The same word can be spelled in Unicode in more than one way, and the user typing it has no idea which spelling their keyboard chose. Normalization is the standardised process of putting a string into a single canonical spelling, so that two strings the user thinks are the same actually compare as equal. The full specification is Unicode Standard Annex #15. The version that matters in code is the one-line decision: which form, NFC, NFD, NFKC, or NFKD?

Two kinds of equivalence

Unicode defines two relations on strings:

Canonical equivalence
Two strings represent the same abstract character. é as one codepoint (U+00E9) and é as two (U+0065 U+0301) are canonically equivalent — the standard requires that conforming software treat them as the same character.
Compatibility equivalence
Two strings represent the same character in a looser sense that may lose formatting distinctions. The superscript digit ² (U+00B2) is compatibility-equivalent to the digit 2 (U+0032). The full-width Latin letter (U+FF21) is compatibility-equivalent to A (U+0041). The decomposition discards visual distinctions deliberately.

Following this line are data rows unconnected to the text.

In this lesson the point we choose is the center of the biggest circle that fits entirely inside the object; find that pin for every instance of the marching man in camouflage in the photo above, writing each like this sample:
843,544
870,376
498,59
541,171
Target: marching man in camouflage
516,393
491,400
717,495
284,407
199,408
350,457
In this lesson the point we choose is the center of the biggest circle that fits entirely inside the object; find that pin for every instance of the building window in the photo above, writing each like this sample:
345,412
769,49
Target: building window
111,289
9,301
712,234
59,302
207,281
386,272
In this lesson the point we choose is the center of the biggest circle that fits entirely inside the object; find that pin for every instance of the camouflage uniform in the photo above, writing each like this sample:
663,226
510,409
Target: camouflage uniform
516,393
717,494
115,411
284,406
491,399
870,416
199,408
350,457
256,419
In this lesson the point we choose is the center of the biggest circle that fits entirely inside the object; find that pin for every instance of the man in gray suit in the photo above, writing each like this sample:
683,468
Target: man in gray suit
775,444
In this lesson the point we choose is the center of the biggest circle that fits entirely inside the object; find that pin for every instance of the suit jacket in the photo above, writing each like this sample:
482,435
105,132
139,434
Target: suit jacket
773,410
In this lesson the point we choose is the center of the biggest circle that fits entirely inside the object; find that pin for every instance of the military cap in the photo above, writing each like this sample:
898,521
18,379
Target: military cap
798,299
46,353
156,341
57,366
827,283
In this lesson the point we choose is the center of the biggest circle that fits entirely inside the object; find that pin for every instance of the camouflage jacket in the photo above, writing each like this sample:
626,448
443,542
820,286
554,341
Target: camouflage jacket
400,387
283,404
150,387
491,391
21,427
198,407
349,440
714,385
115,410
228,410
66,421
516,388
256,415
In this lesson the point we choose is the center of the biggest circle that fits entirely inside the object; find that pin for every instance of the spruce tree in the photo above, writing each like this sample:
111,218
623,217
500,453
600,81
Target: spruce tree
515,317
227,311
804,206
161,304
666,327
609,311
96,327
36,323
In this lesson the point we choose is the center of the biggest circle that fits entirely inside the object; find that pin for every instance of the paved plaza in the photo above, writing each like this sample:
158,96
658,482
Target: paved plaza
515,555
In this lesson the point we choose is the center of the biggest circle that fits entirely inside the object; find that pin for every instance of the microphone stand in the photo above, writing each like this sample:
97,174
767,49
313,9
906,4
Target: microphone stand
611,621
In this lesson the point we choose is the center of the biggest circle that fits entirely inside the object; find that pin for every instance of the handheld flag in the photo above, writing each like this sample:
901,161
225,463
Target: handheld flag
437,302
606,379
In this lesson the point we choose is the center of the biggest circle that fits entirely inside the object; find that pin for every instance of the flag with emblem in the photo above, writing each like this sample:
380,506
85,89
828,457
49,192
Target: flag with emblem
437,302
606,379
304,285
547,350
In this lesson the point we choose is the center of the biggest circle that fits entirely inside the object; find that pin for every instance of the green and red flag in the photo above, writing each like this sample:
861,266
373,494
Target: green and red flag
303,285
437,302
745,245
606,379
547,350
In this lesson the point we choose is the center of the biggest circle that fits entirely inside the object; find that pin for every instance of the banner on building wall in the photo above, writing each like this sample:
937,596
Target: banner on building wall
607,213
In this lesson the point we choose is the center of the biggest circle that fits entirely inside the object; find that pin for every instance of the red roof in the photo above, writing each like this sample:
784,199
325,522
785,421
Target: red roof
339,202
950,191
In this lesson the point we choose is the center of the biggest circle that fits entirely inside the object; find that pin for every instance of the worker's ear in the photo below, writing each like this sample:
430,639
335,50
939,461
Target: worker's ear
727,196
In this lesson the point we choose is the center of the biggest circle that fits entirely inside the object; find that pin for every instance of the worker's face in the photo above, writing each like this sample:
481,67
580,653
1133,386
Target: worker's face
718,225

The four normalization forms are the cross product of which equivalence with composed or decomposed result:

FormEquivalenceResult shapeUse case
NFDCanonicalDecomposedPer-character analysis, accent stripping.
NFCCanonicalComposedStorage, interchange, transmission. The W3C default.
NFKDCompatibilityDecomposedSearch indexes, fuzzy match.
NFKCCompatibilityComposedIdentifier comparison, login systems.

The four forms on café

Start with the string café typed in the worst possible way: the e followed by a combining acute accent.

InputCodepoints
café (as typed)U+0063 U+0061 U+0066 U+0065 U+0301
FormCodepoints outLength
NFDU+0063 U+0061 U+0066 U+0065 U+03015
NFCU+0063 U+0061 U+0066 U+00E94
NFKDU+0063 U+0061 U+0066 U+0065 U+03015
NFKCU+0063 U+0061 U+0066 U+00E94

For pure-Latin text, NFC and NFKC produce identical results, as do NFD and NFKD. The compatibility forms only differ from the canonical forms when a character has a compatibility decomposition. The classic examples follow.

The four forms on ffi

U+FB03 is the Latin small ligature ffi, a single codepoint for the historic typographic ligature. Its canonical decomposition is empty — there is no canonically equivalent multi-codepoint form. Its compatibility decomposition is three separate letters.

FormResult
Inputffi (U+FB03)
NFDffi (U+FB03) — unchanged
NFCffi (U+FB03) — unchanged
NFKDffi (U+0066 U+0066 U+0069)
NFKCffi (U+0066 U+0066 U+0069)

The compatibility forms restore the ligature to three separate letters, which is what you want if you are searching for office inside a document where someone has typed office. NFKC is the form used by IDNA 2008 for internationalised domain names, partly to prevent ligatures from being used as visual disguises for ASCII.

The four forms on ½

U+00BD VULGAR FRACTION ONE HALF behaves similarly. The canonical forms preserve it; the compatibility forms decompose it into digit, fraction slash, digit:

FormResult
Input½ (U+00BD)
NFD / NFC½ (U+00BD) — unchanged
NFKD / NFKC1⁄2 (U+0031 U+2044 U+0032)

Note that NFKC does not produce the ASCII string 1/2 — the slash U+2044 is FRACTION SLASH, not ASCII solidus. NFKC is a compatibility decomposition; it removes visual distinctions but does not promote characters across the digit/symbol boundary in ways that would lose semantics. (The compatibility decomposition is defined per character in the Unicode Character Database and is not user-tailorable.)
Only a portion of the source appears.